Brendan Enrick

Daily Software Development

Dangers of Using Floating Point Numbers

An interesting question came up from a few of my students while teaching my class. Some of them discovered a bug in their programs which they did not understand. They were writing a program which was doing some calculations on currency.

Computer Programmers commonly use floating point numbers, but I am sure that not all of them really understand what is going on underneath the hood. As I am sure everyone reading this knows, all data is stored in binary format on computers. In base 10 as with all numbering systems with a base, each digit is a round number in the base. The fractional amounts are what is interesting and specific to floating point numbers and not to integers.

When using floating point numbers they aren't stored in a way which is intuitive to base 10 users. As an example I will use the fractional amount 1/4. To make seeing the conversion easier I'll say that it is also 25/100 or really 2/10 + 5/100.

In a base 10 floating point number we may represent this number as the following.

0.25

If we were to write that same number in binary format we should note that it is 1/4 or really 0/2 + 1/4.

0.01

You'll want to notice here that those two numbers are not similar, and as you can probably guess, some examples would not come out quite so cleanly.
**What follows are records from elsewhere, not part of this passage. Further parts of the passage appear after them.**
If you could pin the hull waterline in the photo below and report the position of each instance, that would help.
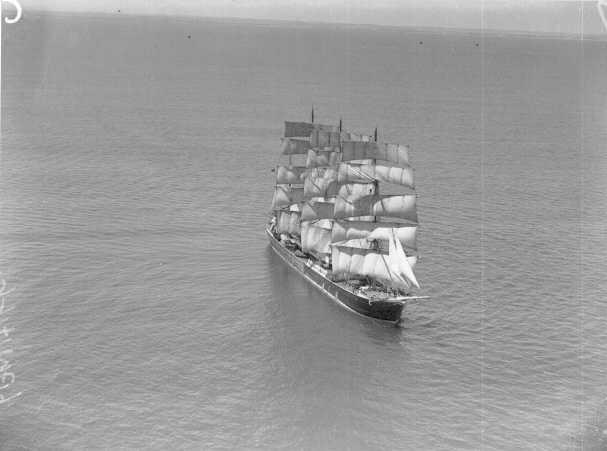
(385, 310)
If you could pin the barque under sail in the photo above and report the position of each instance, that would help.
(331, 221)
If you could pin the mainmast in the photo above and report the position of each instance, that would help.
(333, 203)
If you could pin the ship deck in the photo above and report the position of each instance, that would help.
(363, 302)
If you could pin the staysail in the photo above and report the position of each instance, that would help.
(320, 182)
(358, 150)
(333, 209)
(344, 230)
(289, 222)
(323, 138)
(359, 258)
(400, 206)
(316, 236)
(290, 174)
(295, 146)
(322, 158)
(285, 195)
(352, 192)
(354, 172)
(313, 210)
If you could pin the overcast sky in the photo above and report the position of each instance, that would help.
(562, 16)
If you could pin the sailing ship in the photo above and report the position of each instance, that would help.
(334, 220)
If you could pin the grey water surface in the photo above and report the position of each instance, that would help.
(149, 312)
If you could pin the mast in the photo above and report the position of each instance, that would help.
(335, 200)
(376, 182)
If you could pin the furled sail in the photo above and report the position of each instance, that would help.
(313, 210)
(295, 146)
(324, 138)
(288, 222)
(320, 182)
(359, 258)
(353, 172)
(358, 150)
(302, 129)
(400, 206)
(320, 158)
(285, 195)
(290, 174)
(351, 192)
(344, 230)
(316, 236)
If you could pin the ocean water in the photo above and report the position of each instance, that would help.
(149, 312)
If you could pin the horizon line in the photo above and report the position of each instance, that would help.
(493, 31)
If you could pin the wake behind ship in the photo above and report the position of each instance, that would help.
(330, 222)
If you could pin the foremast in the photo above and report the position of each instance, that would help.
(329, 203)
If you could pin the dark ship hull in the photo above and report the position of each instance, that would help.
(385, 310)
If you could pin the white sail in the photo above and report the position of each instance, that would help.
(290, 174)
(400, 206)
(357, 150)
(353, 172)
(352, 192)
(301, 129)
(316, 236)
(285, 195)
(358, 258)
(399, 261)
(344, 230)
(321, 158)
(295, 146)
(324, 138)
(313, 210)
(288, 222)
(320, 182)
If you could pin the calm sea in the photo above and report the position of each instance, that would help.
(148, 311)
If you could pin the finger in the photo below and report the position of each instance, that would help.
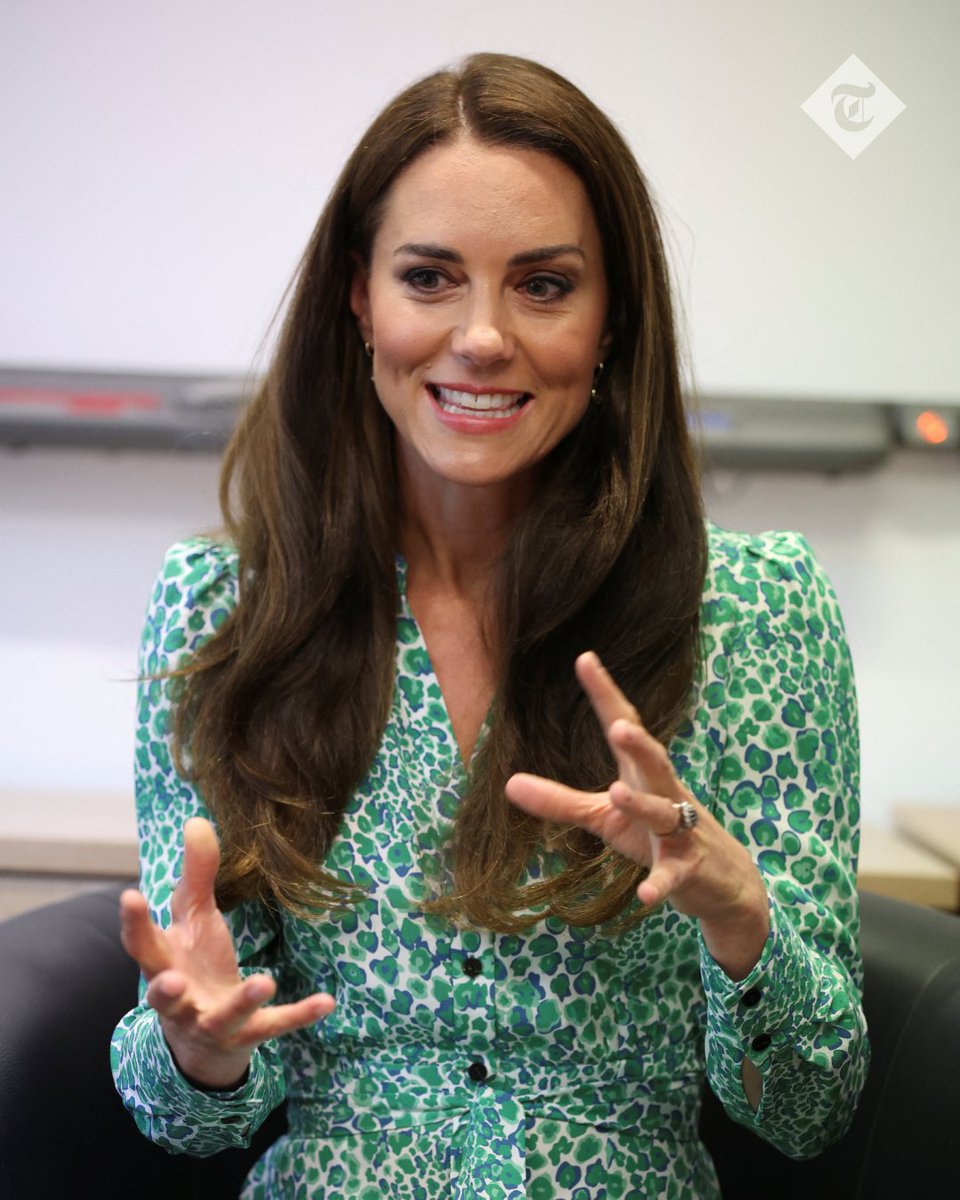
(609, 702)
(557, 802)
(652, 768)
(199, 870)
(167, 994)
(658, 814)
(281, 1019)
(139, 936)
(664, 879)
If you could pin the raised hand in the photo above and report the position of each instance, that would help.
(210, 1015)
(703, 870)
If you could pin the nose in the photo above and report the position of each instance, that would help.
(484, 335)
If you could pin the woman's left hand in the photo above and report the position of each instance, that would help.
(706, 873)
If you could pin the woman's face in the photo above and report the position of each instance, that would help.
(485, 301)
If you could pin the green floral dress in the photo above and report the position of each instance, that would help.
(475, 1066)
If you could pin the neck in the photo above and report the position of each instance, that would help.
(453, 535)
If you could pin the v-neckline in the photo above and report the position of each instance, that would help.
(406, 611)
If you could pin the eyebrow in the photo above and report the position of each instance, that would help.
(538, 255)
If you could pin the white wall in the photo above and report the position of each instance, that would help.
(163, 166)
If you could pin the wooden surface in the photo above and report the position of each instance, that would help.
(934, 827)
(899, 868)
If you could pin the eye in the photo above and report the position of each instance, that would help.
(545, 288)
(426, 279)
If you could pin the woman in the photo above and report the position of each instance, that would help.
(467, 504)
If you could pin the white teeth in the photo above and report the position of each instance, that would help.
(493, 405)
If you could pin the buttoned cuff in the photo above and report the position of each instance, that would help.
(165, 1103)
(763, 1013)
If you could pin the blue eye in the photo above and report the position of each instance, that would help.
(425, 279)
(547, 287)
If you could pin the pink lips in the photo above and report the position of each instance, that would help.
(472, 409)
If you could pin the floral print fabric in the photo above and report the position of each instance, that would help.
(567, 1062)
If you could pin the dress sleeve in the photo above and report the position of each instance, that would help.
(193, 594)
(780, 682)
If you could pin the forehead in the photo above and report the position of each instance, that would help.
(467, 190)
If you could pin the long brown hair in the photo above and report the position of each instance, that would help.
(283, 708)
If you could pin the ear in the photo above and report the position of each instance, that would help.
(360, 298)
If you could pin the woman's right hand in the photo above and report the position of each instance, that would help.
(210, 1015)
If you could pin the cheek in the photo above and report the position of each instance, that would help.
(569, 360)
(401, 339)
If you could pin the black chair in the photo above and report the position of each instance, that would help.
(63, 1131)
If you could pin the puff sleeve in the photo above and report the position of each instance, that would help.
(192, 597)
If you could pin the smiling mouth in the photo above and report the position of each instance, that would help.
(491, 406)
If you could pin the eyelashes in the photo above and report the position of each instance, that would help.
(543, 287)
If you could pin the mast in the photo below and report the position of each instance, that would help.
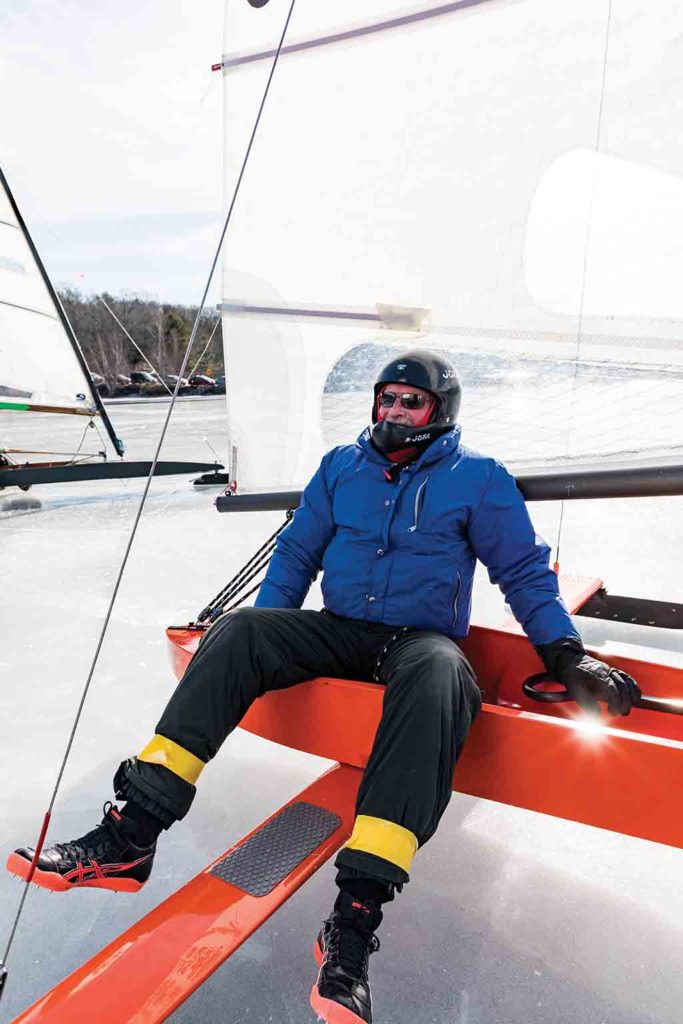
(116, 441)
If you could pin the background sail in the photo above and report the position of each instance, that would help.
(38, 366)
(443, 157)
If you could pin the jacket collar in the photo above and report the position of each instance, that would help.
(441, 448)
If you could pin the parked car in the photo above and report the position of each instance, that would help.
(100, 384)
(201, 380)
(142, 377)
(171, 380)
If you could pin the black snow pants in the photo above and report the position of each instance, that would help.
(430, 700)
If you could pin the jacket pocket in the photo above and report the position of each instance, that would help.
(459, 586)
(418, 506)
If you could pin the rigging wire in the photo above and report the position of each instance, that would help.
(190, 342)
(582, 301)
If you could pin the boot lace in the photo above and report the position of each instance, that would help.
(92, 843)
(350, 947)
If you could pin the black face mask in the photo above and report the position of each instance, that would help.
(389, 437)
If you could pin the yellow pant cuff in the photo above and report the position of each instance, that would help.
(161, 751)
(383, 839)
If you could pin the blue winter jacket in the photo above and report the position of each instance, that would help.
(403, 553)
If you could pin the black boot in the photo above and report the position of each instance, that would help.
(341, 993)
(108, 857)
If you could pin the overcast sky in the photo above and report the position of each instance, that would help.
(111, 138)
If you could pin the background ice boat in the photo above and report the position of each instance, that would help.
(504, 321)
(42, 370)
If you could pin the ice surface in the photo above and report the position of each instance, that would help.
(511, 918)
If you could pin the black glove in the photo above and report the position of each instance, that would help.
(587, 679)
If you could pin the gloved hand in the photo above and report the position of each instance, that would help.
(587, 679)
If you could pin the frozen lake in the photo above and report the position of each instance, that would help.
(511, 918)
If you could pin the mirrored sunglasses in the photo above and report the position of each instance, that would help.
(388, 398)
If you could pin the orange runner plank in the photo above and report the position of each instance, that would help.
(148, 971)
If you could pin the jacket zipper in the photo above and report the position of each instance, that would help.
(416, 511)
(459, 584)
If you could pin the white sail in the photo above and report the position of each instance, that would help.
(470, 160)
(39, 369)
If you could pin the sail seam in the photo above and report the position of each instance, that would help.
(399, 22)
(29, 309)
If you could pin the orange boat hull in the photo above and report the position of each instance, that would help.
(518, 752)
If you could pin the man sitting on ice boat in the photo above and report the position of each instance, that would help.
(396, 522)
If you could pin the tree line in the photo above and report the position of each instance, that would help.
(161, 331)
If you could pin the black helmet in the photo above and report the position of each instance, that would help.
(430, 372)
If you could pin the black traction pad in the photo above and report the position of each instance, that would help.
(268, 856)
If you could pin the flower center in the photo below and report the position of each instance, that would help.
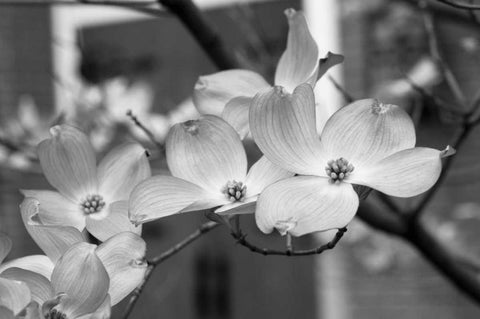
(338, 170)
(55, 314)
(235, 191)
(93, 204)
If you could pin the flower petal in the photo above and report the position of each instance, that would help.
(283, 126)
(103, 312)
(207, 152)
(55, 209)
(161, 196)
(213, 91)
(40, 264)
(404, 174)
(5, 246)
(121, 170)
(330, 60)
(300, 60)
(236, 114)
(81, 276)
(367, 131)
(40, 288)
(68, 162)
(123, 257)
(14, 295)
(6, 313)
(305, 204)
(262, 174)
(53, 240)
(115, 221)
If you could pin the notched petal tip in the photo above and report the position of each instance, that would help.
(283, 227)
(290, 12)
(448, 151)
(201, 84)
(280, 91)
(55, 130)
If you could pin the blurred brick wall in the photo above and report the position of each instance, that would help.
(25, 56)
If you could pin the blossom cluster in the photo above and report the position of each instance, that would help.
(302, 184)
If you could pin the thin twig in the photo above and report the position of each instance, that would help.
(435, 52)
(147, 131)
(206, 35)
(241, 239)
(289, 242)
(145, 7)
(447, 106)
(460, 4)
(152, 263)
(456, 143)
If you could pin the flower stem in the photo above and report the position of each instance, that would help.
(152, 263)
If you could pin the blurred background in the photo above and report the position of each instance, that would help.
(89, 64)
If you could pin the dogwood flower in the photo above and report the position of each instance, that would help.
(91, 197)
(229, 93)
(82, 280)
(366, 143)
(209, 167)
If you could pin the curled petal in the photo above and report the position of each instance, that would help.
(283, 126)
(305, 204)
(33, 311)
(115, 221)
(55, 209)
(14, 295)
(161, 196)
(367, 131)
(40, 288)
(121, 170)
(299, 62)
(53, 240)
(5, 246)
(123, 257)
(404, 174)
(236, 114)
(262, 174)
(213, 91)
(207, 152)
(81, 276)
(68, 162)
(40, 264)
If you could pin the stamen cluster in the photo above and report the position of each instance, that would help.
(338, 170)
(93, 204)
(235, 191)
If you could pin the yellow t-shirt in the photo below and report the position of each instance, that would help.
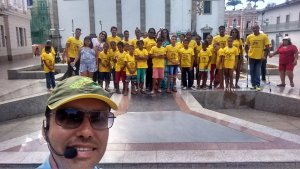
(257, 45)
(112, 55)
(115, 39)
(131, 64)
(104, 63)
(237, 44)
(204, 57)
(149, 43)
(158, 62)
(142, 53)
(52, 51)
(213, 56)
(192, 44)
(179, 45)
(74, 45)
(222, 40)
(218, 60)
(172, 54)
(49, 59)
(120, 61)
(186, 57)
(129, 41)
(133, 41)
(229, 56)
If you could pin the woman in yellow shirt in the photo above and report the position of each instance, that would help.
(141, 56)
(237, 42)
(230, 54)
(104, 67)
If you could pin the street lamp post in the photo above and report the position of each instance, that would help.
(58, 39)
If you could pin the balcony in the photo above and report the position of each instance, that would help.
(290, 26)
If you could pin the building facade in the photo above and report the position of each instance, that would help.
(15, 34)
(92, 16)
(281, 20)
(242, 20)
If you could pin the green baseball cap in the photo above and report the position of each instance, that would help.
(78, 87)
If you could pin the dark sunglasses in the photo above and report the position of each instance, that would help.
(71, 118)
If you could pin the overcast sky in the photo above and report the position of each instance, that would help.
(260, 4)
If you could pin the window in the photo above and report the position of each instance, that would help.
(17, 33)
(287, 18)
(21, 36)
(207, 7)
(2, 35)
(278, 20)
(25, 37)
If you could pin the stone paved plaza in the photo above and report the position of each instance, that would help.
(167, 130)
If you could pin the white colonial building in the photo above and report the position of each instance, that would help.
(15, 34)
(92, 16)
(281, 20)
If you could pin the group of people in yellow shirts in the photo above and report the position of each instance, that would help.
(134, 60)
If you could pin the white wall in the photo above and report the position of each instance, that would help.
(130, 16)
(155, 14)
(180, 15)
(76, 10)
(106, 12)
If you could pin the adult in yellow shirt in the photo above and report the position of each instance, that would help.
(104, 67)
(230, 55)
(138, 36)
(149, 42)
(192, 45)
(158, 55)
(203, 64)
(141, 56)
(186, 60)
(237, 42)
(126, 39)
(131, 71)
(257, 49)
(48, 62)
(172, 56)
(120, 67)
(221, 38)
(113, 36)
(71, 51)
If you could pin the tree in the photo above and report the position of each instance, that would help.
(233, 3)
(255, 1)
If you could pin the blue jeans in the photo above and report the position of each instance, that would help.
(50, 80)
(255, 71)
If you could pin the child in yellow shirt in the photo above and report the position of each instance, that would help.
(203, 64)
(48, 63)
(230, 54)
(219, 79)
(104, 67)
(141, 56)
(158, 55)
(131, 71)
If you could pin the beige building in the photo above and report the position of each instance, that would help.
(15, 34)
(242, 19)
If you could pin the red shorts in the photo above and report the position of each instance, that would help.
(286, 67)
(119, 75)
(158, 73)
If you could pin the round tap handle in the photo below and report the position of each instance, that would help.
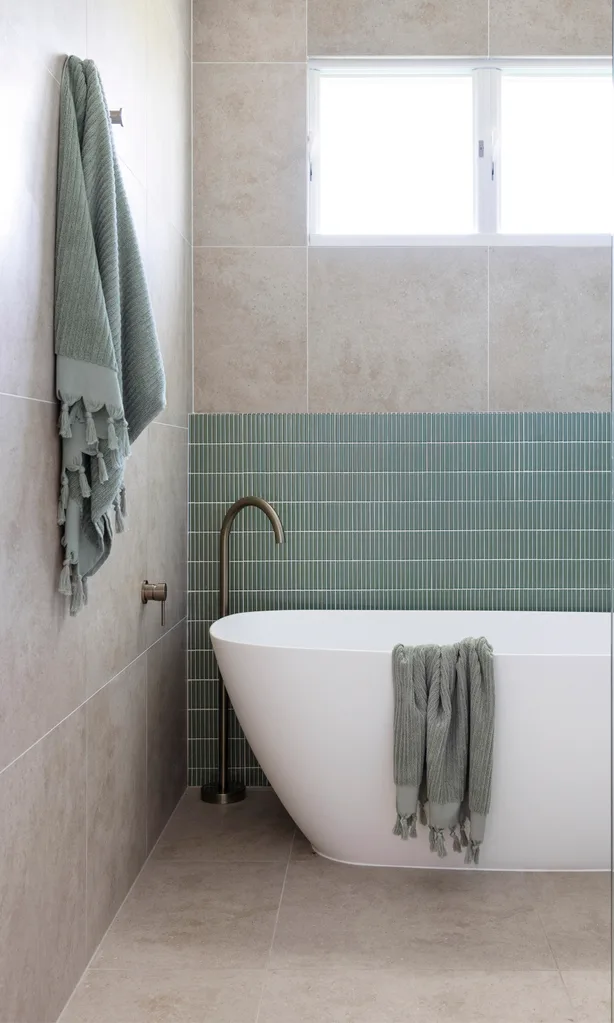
(156, 591)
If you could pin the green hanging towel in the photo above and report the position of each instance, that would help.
(110, 376)
(443, 742)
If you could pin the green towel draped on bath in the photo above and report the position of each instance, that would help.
(110, 376)
(443, 739)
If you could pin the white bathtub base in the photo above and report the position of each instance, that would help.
(319, 720)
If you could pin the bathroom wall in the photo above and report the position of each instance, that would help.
(92, 710)
(280, 327)
(496, 512)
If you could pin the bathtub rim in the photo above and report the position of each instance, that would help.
(220, 627)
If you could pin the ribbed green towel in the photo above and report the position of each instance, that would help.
(443, 741)
(110, 376)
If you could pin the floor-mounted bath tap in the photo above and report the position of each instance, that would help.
(224, 791)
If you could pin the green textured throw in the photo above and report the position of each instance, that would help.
(110, 376)
(443, 739)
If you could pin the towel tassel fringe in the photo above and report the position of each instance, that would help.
(402, 826)
(64, 586)
(64, 420)
(78, 599)
(102, 474)
(112, 436)
(91, 438)
(437, 842)
(83, 484)
(63, 499)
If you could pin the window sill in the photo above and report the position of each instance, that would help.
(435, 240)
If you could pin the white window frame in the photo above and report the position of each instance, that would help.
(487, 79)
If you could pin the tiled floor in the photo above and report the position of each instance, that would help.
(233, 920)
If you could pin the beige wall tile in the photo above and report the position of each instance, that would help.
(250, 154)
(397, 329)
(42, 876)
(168, 283)
(118, 44)
(355, 28)
(115, 590)
(167, 531)
(551, 28)
(550, 329)
(27, 224)
(41, 649)
(167, 723)
(250, 330)
(169, 118)
(116, 795)
(250, 30)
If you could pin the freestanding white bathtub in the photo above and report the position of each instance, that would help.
(313, 693)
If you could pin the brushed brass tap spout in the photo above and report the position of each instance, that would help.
(224, 791)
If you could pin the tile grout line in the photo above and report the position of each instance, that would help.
(268, 960)
(92, 695)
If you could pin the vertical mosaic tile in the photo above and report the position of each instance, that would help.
(506, 512)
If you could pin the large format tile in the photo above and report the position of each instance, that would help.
(41, 649)
(397, 329)
(42, 876)
(399, 996)
(117, 42)
(169, 118)
(167, 532)
(258, 830)
(166, 996)
(168, 282)
(550, 329)
(167, 725)
(116, 795)
(551, 28)
(115, 590)
(590, 993)
(250, 154)
(30, 115)
(195, 917)
(362, 28)
(250, 30)
(250, 330)
(575, 910)
(339, 917)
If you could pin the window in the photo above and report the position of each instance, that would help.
(449, 150)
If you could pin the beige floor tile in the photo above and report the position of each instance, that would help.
(167, 996)
(258, 830)
(394, 996)
(343, 917)
(590, 993)
(575, 913)
(194, 917)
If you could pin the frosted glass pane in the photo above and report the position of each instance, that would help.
(396, 156)
(557, 154)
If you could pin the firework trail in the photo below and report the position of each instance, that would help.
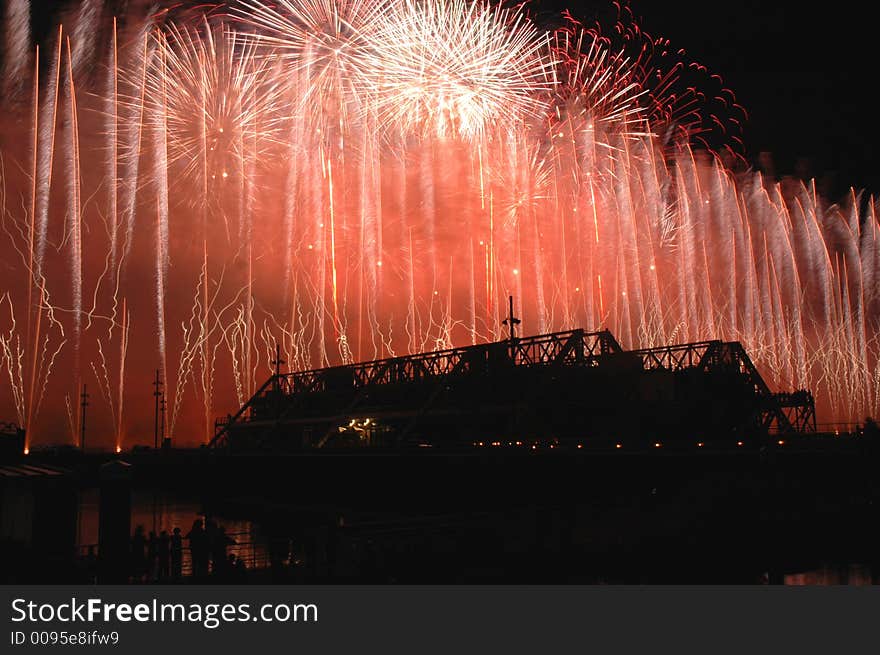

The problem which the students came across stemmed from subtracting 10 cents from some amount of money. I'll use $100.00 as my example. When the students did the calculation it worked in the following way:

100.00 - 0.1 = 99.900000000000006

FloatingPointError

That seems to not make sense, but it does make some sense. There are numbers which in base 10 will have decimal places which will extend on, and we have to round them at some point. A good example of this is 1/3 which can be written roughly as any of the following

0.3

0.33

0.33333333333

All of those are approximations of that fractional amount. In binary we have the same type of problem, because 0.1 cannot be represented correctly in binary. This causes a problem; it will round at a certain point, and because the number isn't represented correctly, the calculation is done incorrectly. In many other languages it hides away that inaccuracy, but Python allows you to see it.

It is important to know how your floating point numbers are working underneath. Be careful. The computer doesn't speak our language.